Mal o sol havia aparecido no céu e já estávamos a caminho do aeroporto da Capital. As turbinas ligadas do avião que nos aguardava criavam uma ventania quando saímos do ambiente fechado do aeroporto, e eu fui obrigada a prender meu cabelo em um coque para evitar que os fios escuros cobrissem minha visão.

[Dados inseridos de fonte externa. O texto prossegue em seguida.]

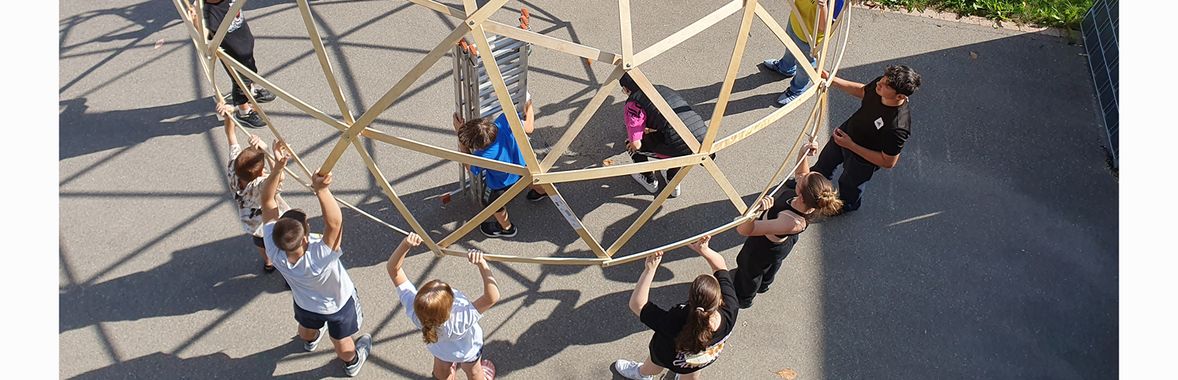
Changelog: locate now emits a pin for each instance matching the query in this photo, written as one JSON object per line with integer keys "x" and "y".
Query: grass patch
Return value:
{"x": 1053, "y": 13}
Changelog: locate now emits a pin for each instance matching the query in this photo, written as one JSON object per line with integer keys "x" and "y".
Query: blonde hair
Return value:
{"x": 820, "y": 194}
{"x": 432, "y": 307}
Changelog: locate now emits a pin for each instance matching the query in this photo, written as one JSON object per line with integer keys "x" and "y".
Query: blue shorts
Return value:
{"x": 343, "y": 324}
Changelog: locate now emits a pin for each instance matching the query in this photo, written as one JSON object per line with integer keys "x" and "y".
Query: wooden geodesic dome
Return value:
{"x": 476, "y": 28}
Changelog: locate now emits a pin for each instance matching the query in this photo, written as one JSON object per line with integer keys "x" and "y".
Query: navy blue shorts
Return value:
{"x": 343, "y": 324}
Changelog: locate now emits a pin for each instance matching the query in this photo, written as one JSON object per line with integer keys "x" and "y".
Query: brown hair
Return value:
{"x": 701, "y": 302}
{"x": 249, "y": 164}
{"x": 477, "y": 133}
{"x": 819, "y": 193}
{"x": 432, "y": 307}
{"x": 289, "y": 234}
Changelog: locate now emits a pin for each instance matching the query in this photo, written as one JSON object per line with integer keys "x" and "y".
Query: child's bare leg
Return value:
{"x": 265, "y": 259}
{"x": 443, "y": 370}
{"x": 649, "y": 368}
{"x": 502, "y": 218}
{"x": 474, "y": 370}
{"x": 345, "y": 348}
{"x": 308, "y": 334}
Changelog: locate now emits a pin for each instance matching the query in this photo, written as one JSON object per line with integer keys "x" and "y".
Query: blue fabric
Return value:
{"x": 788, "y": 65}
{"x": 503, "y": 150}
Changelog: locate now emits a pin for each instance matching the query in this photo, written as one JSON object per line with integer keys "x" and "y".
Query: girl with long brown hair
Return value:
{"x": 448, "y": 319}
{"x": 689, "y": 335}
{"x": 772, "y": 237}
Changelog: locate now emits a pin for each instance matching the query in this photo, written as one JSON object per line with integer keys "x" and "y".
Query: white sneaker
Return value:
{"x": 309, "y": 346}
{"x": 363, "y": 346}
{"x": 677, "y": 187}
{"x": 648, "y": 181}
{"x": 629, "y": 370}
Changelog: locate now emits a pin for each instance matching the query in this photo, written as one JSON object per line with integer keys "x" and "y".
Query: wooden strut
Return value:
{"x": 475, "y": 21}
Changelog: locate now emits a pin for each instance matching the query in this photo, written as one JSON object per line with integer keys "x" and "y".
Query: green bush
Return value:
{"x": 1054, "y": 13}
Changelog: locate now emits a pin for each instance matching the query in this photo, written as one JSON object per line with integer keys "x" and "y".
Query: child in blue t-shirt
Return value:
{"x": 494, "y": 140}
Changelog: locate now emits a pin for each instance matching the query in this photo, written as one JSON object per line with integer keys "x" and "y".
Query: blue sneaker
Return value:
{"x": 771, "y": 65}
{"x": 787, "y": 97}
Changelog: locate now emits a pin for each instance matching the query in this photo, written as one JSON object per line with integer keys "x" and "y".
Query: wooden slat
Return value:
{"x": 726, "y": 90}
{"x": 791, "y": 153}
{"x": 391, "y": 194}
{"x": 392, "y": 94}
{"x": 504, "y": 95}
{"x": 776, "y": 114}
{"x": 324, "y": 62}
{"x": 510, "y": 193}
{"x": 620, "y": 170}
{"x": 282, "y": 93}
{"x": 555, "y": 44}
{"x": 448, "y": 154}
{"x": 580, "y": 226}
{"x": 623, "y": 15}
{"x": 683, "y": 242}
{"x": 687, "y": 33}
{"x": 650, "y": 210}
{"x": 765, "y": 17}
{"x": 223, "y": 28}
{"x": 525, "y": 35}
{"x": 722, "y": 180}
{"x": 582, "y": 119}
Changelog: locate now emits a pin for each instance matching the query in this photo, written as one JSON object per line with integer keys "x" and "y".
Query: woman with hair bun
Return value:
{"x": 689, "y": 335}
{"x": 448, "y": 319}
{"x": 772, "y": 237}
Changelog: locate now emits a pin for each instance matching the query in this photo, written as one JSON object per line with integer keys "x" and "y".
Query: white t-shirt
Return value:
{"x": 318, "y": 280}
{"x": 461, "y": 338}
{"x": 247, "y": 199}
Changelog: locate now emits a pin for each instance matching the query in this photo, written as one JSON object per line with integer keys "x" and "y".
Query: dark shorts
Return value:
{"x": 490, "y": 195}
{"x": 343, "y": 324}
{"x": 670, "y": 366}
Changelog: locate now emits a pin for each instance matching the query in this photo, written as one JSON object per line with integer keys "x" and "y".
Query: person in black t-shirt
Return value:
{"x": 872, "y": 138}
{"x": 689, "y": 335}
{"x": 238, "y": 44}
{"x": 773, "y": 237}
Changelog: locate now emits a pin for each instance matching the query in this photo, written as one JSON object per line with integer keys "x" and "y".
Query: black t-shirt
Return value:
{"x": 668, "y": 324}
{"x": 217, "y": 12}
{"x": 877, "y": 126}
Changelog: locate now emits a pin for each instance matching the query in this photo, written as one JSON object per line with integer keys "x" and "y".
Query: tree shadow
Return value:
{"x": 991, "y": 251}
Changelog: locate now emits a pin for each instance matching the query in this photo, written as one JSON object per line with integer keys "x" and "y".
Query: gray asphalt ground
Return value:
{"x": 988, "y": 252}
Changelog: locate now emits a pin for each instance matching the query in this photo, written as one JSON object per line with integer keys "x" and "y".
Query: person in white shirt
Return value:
{"x": 323, "y": 292}
{"x": 448, "y": 319}
{"x": 245, "y": 174}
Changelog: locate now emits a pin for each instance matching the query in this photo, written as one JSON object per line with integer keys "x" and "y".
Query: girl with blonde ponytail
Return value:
{"x": 448, "y": 319}
{"x": 772, "y": 237}
{"x": 692, "y": 334}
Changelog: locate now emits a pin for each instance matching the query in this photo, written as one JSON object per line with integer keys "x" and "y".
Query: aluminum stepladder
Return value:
{"x": 474, "y": 94}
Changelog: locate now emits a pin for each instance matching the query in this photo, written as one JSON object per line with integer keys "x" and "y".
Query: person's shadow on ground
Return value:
{"x": 577, "y": 326}
{"x": 218, "y": 365}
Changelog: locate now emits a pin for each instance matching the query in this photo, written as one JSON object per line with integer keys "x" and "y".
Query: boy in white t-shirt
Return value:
{"x": 245, "y": 174}
{"x": 323, "y": 292}
{"x": 448, "y": 319}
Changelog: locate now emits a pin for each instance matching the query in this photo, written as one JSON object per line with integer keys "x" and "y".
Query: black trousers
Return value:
{"x": 758, "y": 264}
{"x": 855, "y": 172}
{"x": 239, "y": 46}
{"x": 637, "y": 157}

Uma escada surge da porta recém aberta do avião, e uma aeromoça nos recebe com um largo sorriso quando subimos até a cabine. Avião era mais uma coisa que eu nunca tinha entrado, mas a Comitiva que nos acompanhava me garantiu que um meio de transporte desses era completamente seguro. No passado, aviões assim podiam ter falhas mecânicas e cair, mas às vezes a culpa era do próprio piloto. Hoje, as coisas haviam mudado, qualquer sinal de problemas e o piloto automático do avião assumiria, e as pessoa aterrissariam em segurança graças às cápsulas de fuga que agora eram acopladas à parte de baixo do avião. Não havia o que temer, o Príncipe dissera. Ainda não entendia como algo que pesava toneladas podia levantar voo, mas iria confiar, já que não tinha outra escolha.
Durante quase um dia inteiro, voamos para o polo sul no avião particular da Coroa. Mal percebi o tempo passar sentada no sofá macio, me alimentando muito bem e recebendo todo tipo de mordomia dos funcionários que ligaram a televisão para mim e me entregaram até mesmo um cobertor quando todos os outros também já tinham ido dormir ao pôr do sol, as janelas finalmente fechadas quando não havia nada para ver além de escuridão. Diferente de um avião comercial, com seu interior ocupado apenas por centenas de cadeiras, esse era mais confortável, e era como estar em um daqueles trailers de filmes antigos, uma casa móvel. Tinha uma pequena cozinha, banheiro, bar e até algumas camas presas à parede. Estar naquele avião não era a experiência horrível que eu havia imaginado, mas eu sabia que as coisas iriam mudar quando chegássemos ao DPCRU, o Departamento de Pesquisas Científicas do Reino Unificado.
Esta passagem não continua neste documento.